Q1 results season is proving to be a bit of a damp squib. Negative sentiments are hurting the stocks of the few companies that are meeting or beating analysts’ expectations. Most others that are missing top line and/or bottom line targets are getting hammered badly.
RBI kept a status quo on interest rates. The stock market didn’t like that at all. The Rupee also tanked, after a few days of consolidation due to a short-term liquidity squeeze. PSU banks are declaring poor results one after the other. Mid-cap and small-cap stocks are hitting 52 week lows, leaving small investors frustrated and perplexed.
Is this the beginning of a bear market, or is it another bull market correction? For answers, let us look at the charts of Sensex and Nifty below.
BSE Sensex index chart
The daily bar chart pattern of Sensex is tantalisingly poised at an important support. It has part-filled the small gap (marked by blue solid parallel lines) formed in Jun ‘13 by slipping below its 200 day EMA. However, the index found support from the blue up trend line and closed exactly on its 200 day EMA.

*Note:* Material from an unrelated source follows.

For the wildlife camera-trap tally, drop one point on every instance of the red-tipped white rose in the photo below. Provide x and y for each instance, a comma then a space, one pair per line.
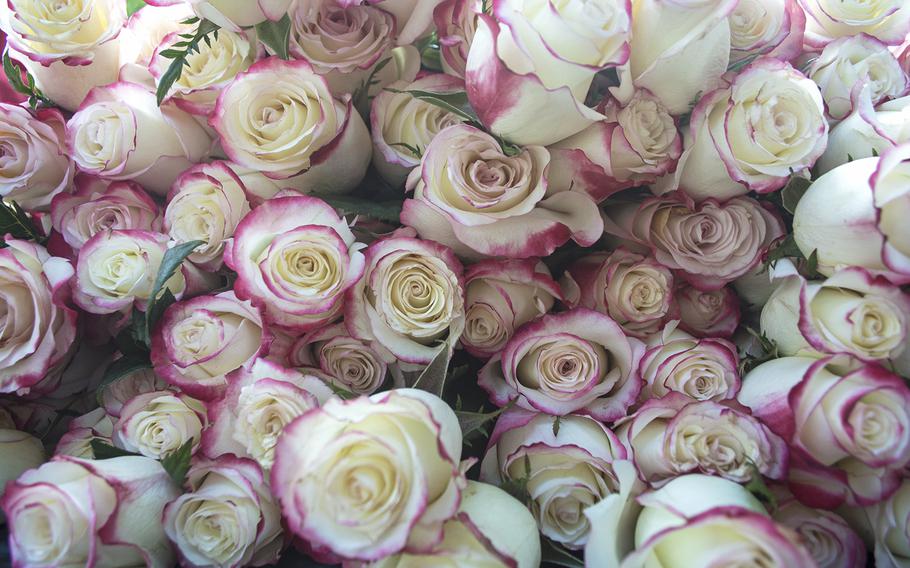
576, 361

Daily technical indicators are looking bearish to the point of being oversold. MACD has dropped into negative territory below its signal line. ROC has fallen steeply below its 10 day MA to enter its oversold zone. Such steep falls are not sustainable. Both RSI and Slow stochastic have dropped inside their oversold zones.
The index can stay oversold for long periods. But because it is at an important support zone, the possibility of a bounce back can’t be ruled out. If the index closes the small gap and falls convincingly below the up trend line, support is likely from the earlier gap formed in Sep ‘12 (marked by dotted parallel lines).
Even if the Sep ‘12 gap gets filled (note that it was part-filled in Apr ‘13), the index should resume its up move thereafter. Though bears seem to be getting the upper hand, bulls still have a lot of ammunition to fight back.
NSE Nifty 50 index chart
The weekly bar chart pattern of Nifty is beginning to turn bearish. The index has closed below its two weekly EMAs and the up trend line UTL2 (connecting the Jun ‘12 and Apr ‘13 lows). The ‘error trade’ of Oct 5 is being ignored for technical analysis since the trade didn’t show up on Sensex or Nifty Futures charts.
Nifty has been consolidating within a rectangle pattern for nearly a year. The lower edge of the rectangle is at about 5480 – which is just above the level of the up trend line UTL1 (connecting the Dec ‘11 and Jun ‘12 lows). Both should provide support to the falling index. If the index falls convincingly below UTL1 (currently at about 5400), a change of trend will occur.
Weekly technical indicators are turning bearish. MACD is falling towards negative territory below its signal line. ROC is falling below its 10 week MA and about to fall inside its oversold zone. RSI has slipped below its 50% level. So has Slow stochastic. A test of the lower edge of the rectangle is likely.
Bottomline? Chart patterns of BSE Sensex and NSE Nifty 50 indices are undergoing corrections, but technically these are bull market corrections. There are still no signs of a huge fall - being predicted by some experts. The dips can be used to add fundamentally strong stocks, but with appropriate stop-losses.